I have no idea what The General... is likely to "mean," in the social sense. With a little luck it can do what poetry always
does, that is, create a specific community of readers (no mean accomplishment). Such communities may be large or small, active
or quiescent. If I have a choice, I of course opt for large, and active. There is much to do out there in the physical world:
some of the diversionary outlets you mention speak to these things, others lead the crazed retreat. I hope The General... finds
some resonance among those who sense no clean distinctions among the personal, the spiritual, the political. Truth may or may
not be beauty (or vice versa), but it's not all we know and, oh God, not all we need to.
What sort of responses, if any, has your work garnered?
Not a lot. Some praise, some bafflement, some raw rejection.
What’s your writing process like? Do you find the work coming in fits and spurts, or fully formed?
Fits and starts is right. When I'm lonely, or idle (out of work, or nowhere to go), or scared, or deeply frustrated, or even
especially happy, poetry results. Sometimes my other occupations have totally absorbed me, other times they've run in tandem
with occasional poetic blurts. I'm by no means a no-day-without-a-line poet, but when I do write I generally write much. Then
there's revision. I go back to poems and dicker with them. Sometimes it’s only then that I get a handle on the form of the thing,
the shape it's trying to assume. Form's a very important matter: sometimes more, sometimes less under my conscious control. If
it's not there at all I tend to scrap it, or start from scratch. True formlessness is a kind of lie.
Are we all doomed?
Hoho. I hope not, but I do believe we make a mistake in assuming an anthrocentric, or even vivicentric, universe. The force
that animates us has plenty of other stuff to occupy it: wouldn't be bored or that much put-out by our absence! Sure, I think
our species and our planet are in tremendous danger. Huge population expansion, technological eruptions far beyond our ability
to comprehend and absorb, unbridled acquisitiveness bordering on actual clinical madness—not a pretty picture.
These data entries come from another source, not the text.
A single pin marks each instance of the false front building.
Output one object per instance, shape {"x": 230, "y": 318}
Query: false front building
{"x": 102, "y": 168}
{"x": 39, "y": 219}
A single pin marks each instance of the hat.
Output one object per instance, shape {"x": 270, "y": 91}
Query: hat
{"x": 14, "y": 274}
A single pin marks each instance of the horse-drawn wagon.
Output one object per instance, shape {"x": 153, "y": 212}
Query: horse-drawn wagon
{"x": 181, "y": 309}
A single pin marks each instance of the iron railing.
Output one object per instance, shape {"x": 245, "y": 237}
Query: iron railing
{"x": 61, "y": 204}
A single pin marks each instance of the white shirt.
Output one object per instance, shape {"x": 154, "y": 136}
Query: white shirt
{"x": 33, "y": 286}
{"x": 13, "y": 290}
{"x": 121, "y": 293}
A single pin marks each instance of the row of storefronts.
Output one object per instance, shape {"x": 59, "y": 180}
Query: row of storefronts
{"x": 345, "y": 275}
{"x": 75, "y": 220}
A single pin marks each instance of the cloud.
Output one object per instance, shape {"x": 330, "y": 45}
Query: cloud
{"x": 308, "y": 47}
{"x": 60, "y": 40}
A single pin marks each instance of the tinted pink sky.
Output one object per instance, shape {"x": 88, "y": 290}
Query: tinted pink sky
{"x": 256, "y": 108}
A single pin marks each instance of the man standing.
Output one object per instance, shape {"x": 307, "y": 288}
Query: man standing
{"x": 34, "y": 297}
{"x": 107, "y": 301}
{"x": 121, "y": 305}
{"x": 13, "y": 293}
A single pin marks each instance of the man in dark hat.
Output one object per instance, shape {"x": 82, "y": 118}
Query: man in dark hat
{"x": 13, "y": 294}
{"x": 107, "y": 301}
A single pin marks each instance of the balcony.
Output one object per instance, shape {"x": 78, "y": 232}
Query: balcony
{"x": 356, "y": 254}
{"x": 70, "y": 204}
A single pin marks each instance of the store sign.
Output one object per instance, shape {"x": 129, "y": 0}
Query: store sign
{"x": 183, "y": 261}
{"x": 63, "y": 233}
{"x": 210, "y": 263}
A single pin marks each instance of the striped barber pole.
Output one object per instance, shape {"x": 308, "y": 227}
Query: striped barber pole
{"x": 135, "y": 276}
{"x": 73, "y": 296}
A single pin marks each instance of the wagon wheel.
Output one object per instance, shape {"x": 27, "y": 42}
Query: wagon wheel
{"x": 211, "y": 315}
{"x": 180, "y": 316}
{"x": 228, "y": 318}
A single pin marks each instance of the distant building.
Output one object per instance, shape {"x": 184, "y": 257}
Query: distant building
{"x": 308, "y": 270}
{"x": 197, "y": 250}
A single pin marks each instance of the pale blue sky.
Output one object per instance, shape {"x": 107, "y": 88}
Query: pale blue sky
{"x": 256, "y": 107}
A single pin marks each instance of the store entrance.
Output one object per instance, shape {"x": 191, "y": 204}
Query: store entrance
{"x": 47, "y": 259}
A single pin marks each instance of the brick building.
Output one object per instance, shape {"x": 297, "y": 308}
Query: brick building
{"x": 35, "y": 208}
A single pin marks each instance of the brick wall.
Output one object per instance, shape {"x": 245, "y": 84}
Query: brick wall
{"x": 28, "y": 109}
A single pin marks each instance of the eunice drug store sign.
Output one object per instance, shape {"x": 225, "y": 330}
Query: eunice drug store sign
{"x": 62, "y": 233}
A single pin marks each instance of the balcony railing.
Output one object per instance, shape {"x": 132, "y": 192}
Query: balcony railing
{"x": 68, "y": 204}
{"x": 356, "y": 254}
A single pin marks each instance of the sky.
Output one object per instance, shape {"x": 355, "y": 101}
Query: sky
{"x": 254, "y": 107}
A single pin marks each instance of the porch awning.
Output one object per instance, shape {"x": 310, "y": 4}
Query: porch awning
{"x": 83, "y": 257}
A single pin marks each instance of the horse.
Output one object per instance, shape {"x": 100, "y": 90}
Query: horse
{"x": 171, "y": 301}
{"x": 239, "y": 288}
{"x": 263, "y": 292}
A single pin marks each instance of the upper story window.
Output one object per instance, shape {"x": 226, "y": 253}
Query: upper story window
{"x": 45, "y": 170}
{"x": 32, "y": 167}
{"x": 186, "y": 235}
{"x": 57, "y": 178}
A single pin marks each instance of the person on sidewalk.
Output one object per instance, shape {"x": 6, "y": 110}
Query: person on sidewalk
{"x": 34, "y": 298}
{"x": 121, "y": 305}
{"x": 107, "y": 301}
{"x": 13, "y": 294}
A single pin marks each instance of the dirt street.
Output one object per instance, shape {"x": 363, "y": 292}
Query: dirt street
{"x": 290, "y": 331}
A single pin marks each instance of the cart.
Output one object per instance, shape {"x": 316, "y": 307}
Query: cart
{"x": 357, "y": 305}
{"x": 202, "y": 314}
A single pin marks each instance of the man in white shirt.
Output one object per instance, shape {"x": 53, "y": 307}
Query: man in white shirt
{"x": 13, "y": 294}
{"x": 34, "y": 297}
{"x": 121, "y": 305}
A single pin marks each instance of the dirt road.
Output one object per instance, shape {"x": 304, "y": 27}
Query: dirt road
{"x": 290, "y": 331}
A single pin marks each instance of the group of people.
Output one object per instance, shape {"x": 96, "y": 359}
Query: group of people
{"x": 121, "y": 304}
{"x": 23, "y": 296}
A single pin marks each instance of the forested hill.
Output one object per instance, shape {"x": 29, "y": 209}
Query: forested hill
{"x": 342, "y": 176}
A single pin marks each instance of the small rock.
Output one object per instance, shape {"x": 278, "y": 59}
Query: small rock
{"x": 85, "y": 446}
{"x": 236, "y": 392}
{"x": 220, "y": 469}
If we are going
to pull through this, I fear it will have to be through adjustments many of us will find profoundly distasteful: decreasing
relevance of the nation-state, increasing degrees of social organization, planning and restricting use of resources, drastic
"leveling" of standards of living, conscious channeling of energies which, unbridled, have been the source of many of our
proudest accomplishments. If all of that can be done without extinguishing the mother lode of individual insight—we may have
a chance. Otherwise, we ought to be let loose with the merest shrug. And have a good day!